The University of Florida supports the Florida Digital Newspaper Library and the Caribbean Newspaper Imaging Project. By preserving and digitizing the news of the past, these projects make the news new again.
The Caribbean Newspaper Imaging Project includes papers like Haiti’s Le Nouvelliste, with issues from 1899 – 1902 now online. While the early issues online are imperfect (because of materials and processing with newspaper paper, microfilming, and then digitizing from microfilm) the pages are easily readable. If I could read Haitian Creole, or at least enough French to understand with savvy use of Google’s translator, I’d be able to read the December 30, 1899 Le Nouvelliste and learn how Port-au-Prince was handling the shift into 1900, or perhaps the December 31, 1900 issue would be more interesting because its news would be that of Haiti poised for the start of the Twentieth Century.
The news of the past show has history is made. On a much more localized scale, so too do the photographs of the news in the making. Many issues of the University of Florida’s Florida Alligator newspaper, which later became the Independent Florida Alligator, is included in the Florida Digital Newspaper Library, as are photographs from its early days.
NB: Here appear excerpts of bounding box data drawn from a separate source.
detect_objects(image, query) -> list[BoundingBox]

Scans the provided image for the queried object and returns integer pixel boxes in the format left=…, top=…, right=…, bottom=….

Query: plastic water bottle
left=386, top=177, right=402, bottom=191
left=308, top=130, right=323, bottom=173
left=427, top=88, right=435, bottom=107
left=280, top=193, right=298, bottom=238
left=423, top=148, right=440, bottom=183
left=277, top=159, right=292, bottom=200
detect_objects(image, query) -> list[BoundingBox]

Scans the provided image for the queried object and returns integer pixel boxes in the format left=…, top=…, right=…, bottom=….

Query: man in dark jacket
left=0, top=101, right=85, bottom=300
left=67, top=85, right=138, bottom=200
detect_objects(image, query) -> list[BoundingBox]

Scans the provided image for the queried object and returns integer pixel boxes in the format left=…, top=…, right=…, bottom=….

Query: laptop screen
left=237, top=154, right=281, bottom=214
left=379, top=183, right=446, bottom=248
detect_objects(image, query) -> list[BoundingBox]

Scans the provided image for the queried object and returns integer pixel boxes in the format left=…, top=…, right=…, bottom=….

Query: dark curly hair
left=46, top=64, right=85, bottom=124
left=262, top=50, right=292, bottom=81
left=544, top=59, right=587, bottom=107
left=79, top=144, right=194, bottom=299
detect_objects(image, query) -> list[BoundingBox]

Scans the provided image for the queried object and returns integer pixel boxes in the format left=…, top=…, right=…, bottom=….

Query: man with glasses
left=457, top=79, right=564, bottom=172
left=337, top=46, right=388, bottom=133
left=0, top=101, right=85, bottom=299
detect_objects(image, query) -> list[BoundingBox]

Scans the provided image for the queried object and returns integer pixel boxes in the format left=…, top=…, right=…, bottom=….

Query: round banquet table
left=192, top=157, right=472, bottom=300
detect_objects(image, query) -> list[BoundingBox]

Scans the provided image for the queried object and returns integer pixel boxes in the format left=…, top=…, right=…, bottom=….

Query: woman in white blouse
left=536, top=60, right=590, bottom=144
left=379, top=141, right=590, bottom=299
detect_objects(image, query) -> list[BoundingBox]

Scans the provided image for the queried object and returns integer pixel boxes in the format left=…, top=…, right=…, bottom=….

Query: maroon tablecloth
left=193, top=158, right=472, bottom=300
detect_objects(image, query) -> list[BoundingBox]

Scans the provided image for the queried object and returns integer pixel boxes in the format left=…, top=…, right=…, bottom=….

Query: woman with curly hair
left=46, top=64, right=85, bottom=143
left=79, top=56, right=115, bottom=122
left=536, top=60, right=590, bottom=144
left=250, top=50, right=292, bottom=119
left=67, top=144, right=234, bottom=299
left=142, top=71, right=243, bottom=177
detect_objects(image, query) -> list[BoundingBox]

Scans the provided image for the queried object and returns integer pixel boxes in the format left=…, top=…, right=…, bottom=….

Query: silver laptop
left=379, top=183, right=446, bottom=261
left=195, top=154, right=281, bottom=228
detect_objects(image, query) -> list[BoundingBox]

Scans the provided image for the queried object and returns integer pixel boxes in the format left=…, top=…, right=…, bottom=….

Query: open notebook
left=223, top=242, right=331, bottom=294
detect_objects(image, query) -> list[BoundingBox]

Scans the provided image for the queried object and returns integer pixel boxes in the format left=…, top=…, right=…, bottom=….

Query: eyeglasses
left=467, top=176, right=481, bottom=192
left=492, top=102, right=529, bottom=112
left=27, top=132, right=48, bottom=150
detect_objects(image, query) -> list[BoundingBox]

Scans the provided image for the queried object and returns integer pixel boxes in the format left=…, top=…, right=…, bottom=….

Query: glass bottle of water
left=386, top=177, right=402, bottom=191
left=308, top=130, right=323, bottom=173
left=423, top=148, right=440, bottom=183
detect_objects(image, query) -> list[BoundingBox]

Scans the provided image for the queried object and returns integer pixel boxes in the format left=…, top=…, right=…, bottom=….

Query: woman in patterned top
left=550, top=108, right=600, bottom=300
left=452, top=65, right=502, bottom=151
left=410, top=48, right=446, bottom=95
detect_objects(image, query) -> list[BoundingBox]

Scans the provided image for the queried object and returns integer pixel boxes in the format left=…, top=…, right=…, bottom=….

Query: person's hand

One of the Florida Alligator issues online is from September 21, 1945 and it seems surprisingly mundane when scanned quickly. However, the first page includes two articles on the first page, one on General Van Fleet explaining that the human element he gained at the University of Florida was pivotal for his successes in World War II and the second on the University officially going co-ed, after “Legislature broke down and played ‘Lady Bountiful’ by saying veterans’ wives could come, provided their husbands were here first.” Bits of history are told in these pages, just as they are in photograph above. The University of Florida Digital Newspaper Library has digitized issues from 1945 – 1948, and others await along with additional titles and issues intended for the Florida Digital Newspaper Library and the Caribbean Newspaper Imaging Project.